P/E Ratio Filter: How to Use Price-to-Earnings When Screening Stocks
What the P/E ratio measures, what ranges are reasonable for wheel strategy stocks, and how to combine it with other filters.
What is the P/E ratio?
The Price-to-Earnings (P/E) ratio compares a company's share price to its annual earnings per share:
P/E = Share price ÷ Earnings per share (EPS)
A P/E of 20 means investors are paying $20 for every $1 of annual profit. A higher P/E usually signals higher growth expectations; a lower P/E can mean the stock is cheap — or that the business is struggling.
Why wheel traders care
When you sell a cash-secured put, you may be obligated to buy the stock. If the P/E is 80 and the stock drops 30% on an earnings miss, you own an expensive stock that just got more expensive relative to earnings.
A more modest P/E (say, 10–25) suggests the stock is already reasonably priced — making assignment less painful and recovery more likely.
Recommended starting ranges
| Scenario | P/E range | Notes |
|---|---|---|
| Deep value | < 12 | Often distressed; verify fundamentals carefully |
| Fair value | 12–25 | Sweet spot for wheel strategy stocks |
| Growth premium | 25–40 | Fine if earnings are growing fast (see 5Y EPS %) |
| Speculative | > 40 | High assignment risk; use only with tight strikes |
These are starting points. Always check the P/E relative to the company's own history and its sector average.
Using the P/E filter in the screener
Set a maximum P/E to exclude stocks priced for perfection:
- Open the Stock Screener.
- In the filters panel, find P/E under Valuation.
- Drag the max slider to 30.
- Combine with a minimum Gross Margin of 20% to avoid cheap-but-declining businesses.
What a P/E doesn't tell you
- Negative earnings: If a company loses money, P/E is undefined (or negative).

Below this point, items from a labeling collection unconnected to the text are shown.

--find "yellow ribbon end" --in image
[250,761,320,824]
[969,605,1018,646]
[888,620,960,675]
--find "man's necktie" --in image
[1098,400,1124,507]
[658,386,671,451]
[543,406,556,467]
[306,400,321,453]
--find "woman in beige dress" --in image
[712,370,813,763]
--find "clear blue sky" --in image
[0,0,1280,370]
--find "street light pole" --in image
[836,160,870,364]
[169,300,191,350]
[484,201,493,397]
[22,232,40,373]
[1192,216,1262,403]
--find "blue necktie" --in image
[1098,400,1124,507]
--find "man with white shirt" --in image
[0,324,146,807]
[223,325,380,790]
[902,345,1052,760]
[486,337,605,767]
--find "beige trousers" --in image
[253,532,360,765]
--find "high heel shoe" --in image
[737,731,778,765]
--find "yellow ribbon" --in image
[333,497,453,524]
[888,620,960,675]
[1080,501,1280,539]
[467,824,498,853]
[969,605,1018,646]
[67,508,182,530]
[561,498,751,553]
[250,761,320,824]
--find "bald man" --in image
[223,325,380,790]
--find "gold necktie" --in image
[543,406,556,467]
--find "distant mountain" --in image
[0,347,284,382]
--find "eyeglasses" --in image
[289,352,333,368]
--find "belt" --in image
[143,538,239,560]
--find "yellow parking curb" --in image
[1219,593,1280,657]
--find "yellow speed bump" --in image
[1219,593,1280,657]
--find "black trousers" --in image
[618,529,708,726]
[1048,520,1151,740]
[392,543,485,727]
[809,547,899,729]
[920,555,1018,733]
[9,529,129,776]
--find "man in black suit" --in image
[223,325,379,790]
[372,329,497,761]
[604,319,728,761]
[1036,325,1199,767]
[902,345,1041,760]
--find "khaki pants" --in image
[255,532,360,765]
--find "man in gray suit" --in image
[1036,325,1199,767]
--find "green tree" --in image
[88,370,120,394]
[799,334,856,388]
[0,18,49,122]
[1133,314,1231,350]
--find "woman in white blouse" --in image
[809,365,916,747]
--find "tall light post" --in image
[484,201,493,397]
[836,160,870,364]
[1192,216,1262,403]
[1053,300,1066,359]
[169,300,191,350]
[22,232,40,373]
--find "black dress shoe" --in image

Use P/S or P/FCF instead.
- Cyclical companies: Energy and mining companies have very low P/Es at the top of the cycle and very high P/Es at the bottom — the opposite of what you'd want.
- Sector differences: Tech companies average 25–35; utilities average 14–18. Compare within sectors, not across them.
Common mistakes
1. Filtering P/E < 10 and calling it "cheap." Often these are value traps — companies with flat or declining earnings that deserve a low multiple.
2. Ignoring growth when reading P/E. A P/E of 30 with 25% annual EPS growth is often cheaper than a P/E of 15 with 0% growth. Use the 5Y EPS % filter alongside P/E.
3. Single-number thinking. Use P/E with at least one profitability filter (Gross %, Net %) and one growth filter to get a full picture.
A worked example
You want to find quality large-caps that aren't too expensive:
- Market Cap: min 10B
- P/E: max 25
- Gross Margin: min 30%
- Net Margin: min 10%
That combination typically returns 60–120 US names — large, profitable businesses at reasonable prices, ideal for wheel strategy entries.
Frequently Asked Questions
What P/E ratio is good for selling puts?
There's no universal answer, but most wheel traders prefer P/E between 12 and 30. This range typically indicates a profitable business that isn't priced for perfection — so if you're assigned stock, you haven't overpaid dramatically.
Should I use trailing or forward P/E?
The screener uses trailing twelve-month (TTM) P/E based on reported earnings. Forward P/E requires analyst estimates and can be unreliable. TTM is more conservative and based on actual results.